Minero ruso sufre el robo de sus tarjetas por parte de un vecino

Tim Alper
| 1 min read

Un minero ruso fue robado de sus tarjetas de video por su vecino de al lado, quien según la policía se subió al balcón del hombre para robar su hardware.

Según la sucursal de Kursk de la Oficina del Ministerio del Interior y el medio de comunicación local Kurskie Izvestia, el apartamento pertenece a un residente de Kursk que se había mudado de la propiedad después de convertirla en una “granja” de criptominería.

Pero el minero adivinó que algo andaba mal cuando se dio cuenta de que el equipo había dejado de generar ingresos para él y ya no estaba extrayendo monedas.

Notificó a la policía, que inicialmente estaba desconcertada por el hecho de que no pudieron encontrar ningún rastro de un allanamiento o un robo en el apartamento. Finalmente, formularon la teoría de que los vecinos del minero estaban involucrados de alguna manera en el robo, y pronto se demostró que tenían razón.

Su investigación los llevó a descubrir que un residente del apartamento vecino había deducido que un minero vivía en la puerta de al lado, debido al sonido del “zumbido” mecánico de las unidades de procesamiento de gráficos y las plataformas de minería.

El vecino también notó que el propietario casi siempre estaba ausente de la propiedad, regresando solo brevemente de vez en cuando para verificar el estado de sus plataformas.

El vecino luego tramó un plan, dijo la policía, que también involucraba a su novia y un amigo, para colarse en la casa trepando por el balcón contiguo. Los intrusos, dijo la policía, procedieron a retirar y escapar con 30 tarjetas de video, que fueron encontradas escondidas en el auto del vecino.

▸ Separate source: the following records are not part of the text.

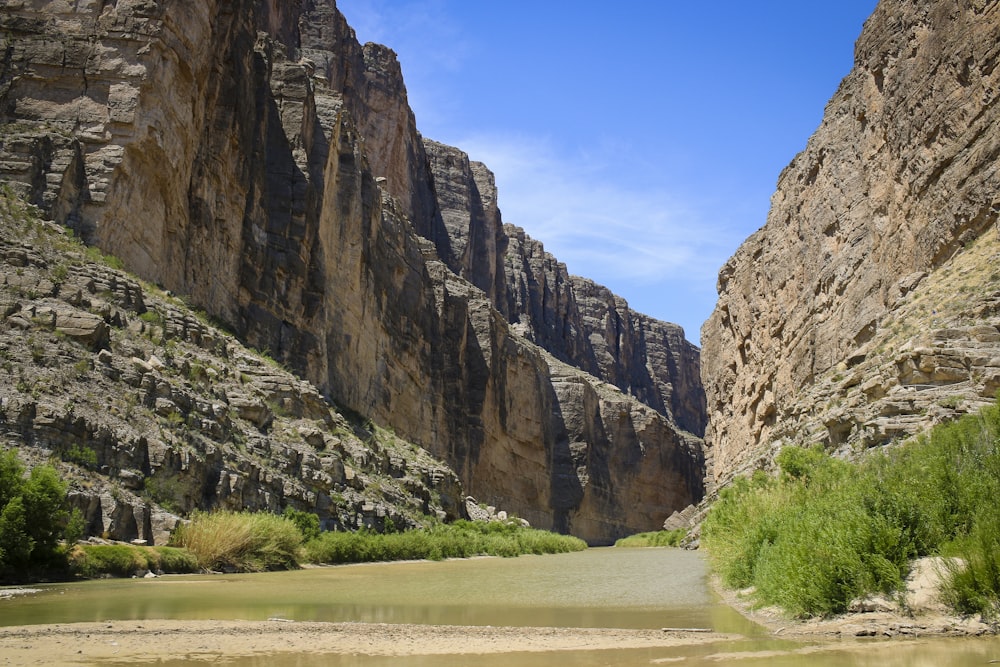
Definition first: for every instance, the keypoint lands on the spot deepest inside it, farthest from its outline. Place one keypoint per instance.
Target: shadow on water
(600, 588)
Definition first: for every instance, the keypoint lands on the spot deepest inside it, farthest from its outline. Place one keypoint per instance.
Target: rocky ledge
(151, 411)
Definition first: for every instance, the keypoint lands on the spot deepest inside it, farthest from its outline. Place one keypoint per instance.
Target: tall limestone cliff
(575, 319)
(866, 308)
(252, 156)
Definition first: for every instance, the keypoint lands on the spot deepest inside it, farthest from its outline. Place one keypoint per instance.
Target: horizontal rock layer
(899, 178)
(254, 157)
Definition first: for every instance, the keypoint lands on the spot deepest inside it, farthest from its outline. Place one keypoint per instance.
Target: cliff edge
(255, 158)
(865, 309)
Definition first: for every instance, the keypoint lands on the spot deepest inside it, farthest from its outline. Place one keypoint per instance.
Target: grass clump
(657, 538)
(125, 560)
(461, 539)
(241, 541)
(825, 532)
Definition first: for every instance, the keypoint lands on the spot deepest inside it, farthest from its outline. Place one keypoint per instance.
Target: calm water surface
(624, 588)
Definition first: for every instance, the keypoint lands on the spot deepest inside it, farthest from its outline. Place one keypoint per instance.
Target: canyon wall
(252, 156)
(865, 309)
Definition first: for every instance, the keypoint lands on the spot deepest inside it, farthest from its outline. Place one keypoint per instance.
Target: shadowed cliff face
(819, 334)
(254, 157)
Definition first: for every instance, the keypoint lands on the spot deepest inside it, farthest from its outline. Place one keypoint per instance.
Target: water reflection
(613, 588)
(624, 588)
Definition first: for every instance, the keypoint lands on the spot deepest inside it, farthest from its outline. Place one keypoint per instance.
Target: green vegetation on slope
(247, 541)
(33, 519)
(461, 539)
(827, 531)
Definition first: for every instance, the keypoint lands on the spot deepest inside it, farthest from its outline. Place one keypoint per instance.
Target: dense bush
(125, 560)
(462, 539)
(659, 538)
(241, 541)
(825, 531)
(33, 518)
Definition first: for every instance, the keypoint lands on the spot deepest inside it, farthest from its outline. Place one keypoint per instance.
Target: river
(596, 588)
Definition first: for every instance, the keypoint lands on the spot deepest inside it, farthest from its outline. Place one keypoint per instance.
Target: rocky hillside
(151, 411)
(866, 308)
(253, 157)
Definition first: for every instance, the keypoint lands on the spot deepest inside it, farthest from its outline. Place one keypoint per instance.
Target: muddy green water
(618, 588)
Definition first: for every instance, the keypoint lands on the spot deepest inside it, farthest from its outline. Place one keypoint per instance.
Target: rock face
(164, 413)
(255, 158)
(578, 321)
(837, 322)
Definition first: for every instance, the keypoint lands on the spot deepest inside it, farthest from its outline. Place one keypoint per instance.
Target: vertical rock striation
(898, 180)
(254, 157)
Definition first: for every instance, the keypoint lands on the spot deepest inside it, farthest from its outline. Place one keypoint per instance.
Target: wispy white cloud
(598, 225)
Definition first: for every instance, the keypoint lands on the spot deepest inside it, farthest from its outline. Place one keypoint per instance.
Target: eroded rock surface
(255, 158)
(831, 324)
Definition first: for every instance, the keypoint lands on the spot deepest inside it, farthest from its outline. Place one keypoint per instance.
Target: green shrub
(125, 560)
(825, 531)
(461, 539)
(33, 516)
(659, 538)
(241, 541)
(307, 522)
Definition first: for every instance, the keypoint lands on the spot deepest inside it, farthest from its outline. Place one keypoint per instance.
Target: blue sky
(640, 141)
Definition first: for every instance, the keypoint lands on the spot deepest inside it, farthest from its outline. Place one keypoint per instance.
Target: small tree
(32, 515)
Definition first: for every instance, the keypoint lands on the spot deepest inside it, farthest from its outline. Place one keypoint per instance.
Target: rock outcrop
(255, 158)
(578, 321)
(863, 311)
(151, 411)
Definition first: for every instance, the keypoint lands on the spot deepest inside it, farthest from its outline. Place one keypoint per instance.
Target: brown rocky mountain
(865, 309)
(253, 157)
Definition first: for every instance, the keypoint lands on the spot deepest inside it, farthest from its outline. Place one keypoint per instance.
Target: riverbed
(623, 607)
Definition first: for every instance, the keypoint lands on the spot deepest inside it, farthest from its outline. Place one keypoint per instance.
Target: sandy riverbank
(113, 641)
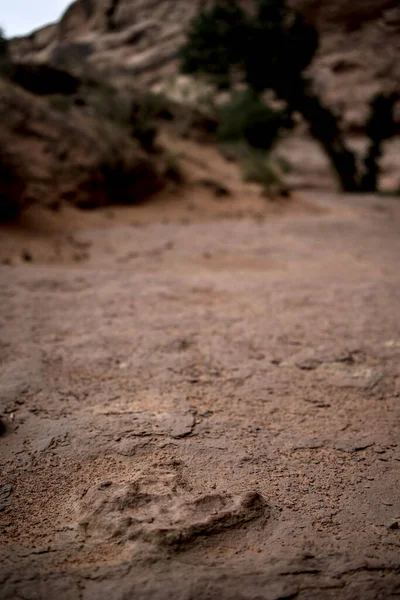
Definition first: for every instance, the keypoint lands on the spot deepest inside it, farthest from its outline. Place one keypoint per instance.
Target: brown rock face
(360, 44)
(69, 156)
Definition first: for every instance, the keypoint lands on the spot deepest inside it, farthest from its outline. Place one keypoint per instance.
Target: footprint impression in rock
(127, 512)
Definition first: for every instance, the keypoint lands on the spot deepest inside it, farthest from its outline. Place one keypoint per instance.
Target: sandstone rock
(142, 37)
(78, 159)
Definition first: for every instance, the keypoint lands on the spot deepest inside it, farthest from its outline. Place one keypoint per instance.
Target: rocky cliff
(139, 39)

Las tarjetas valían más de US$54.000 según los precios actuales del mercado, explicó el medio.

La policía afirmó que los tres fueron interrogados y que todos los miembros del “grupo criminal confesaron” el crimen y se aseguraron de que se devolviera a salvo la tarjeta de video.

El trío ahora tendrá sus casos en los tribunales y podría enfrentar una pena de cárcel de hasta siete años por allanamiento de morada, así como por robo.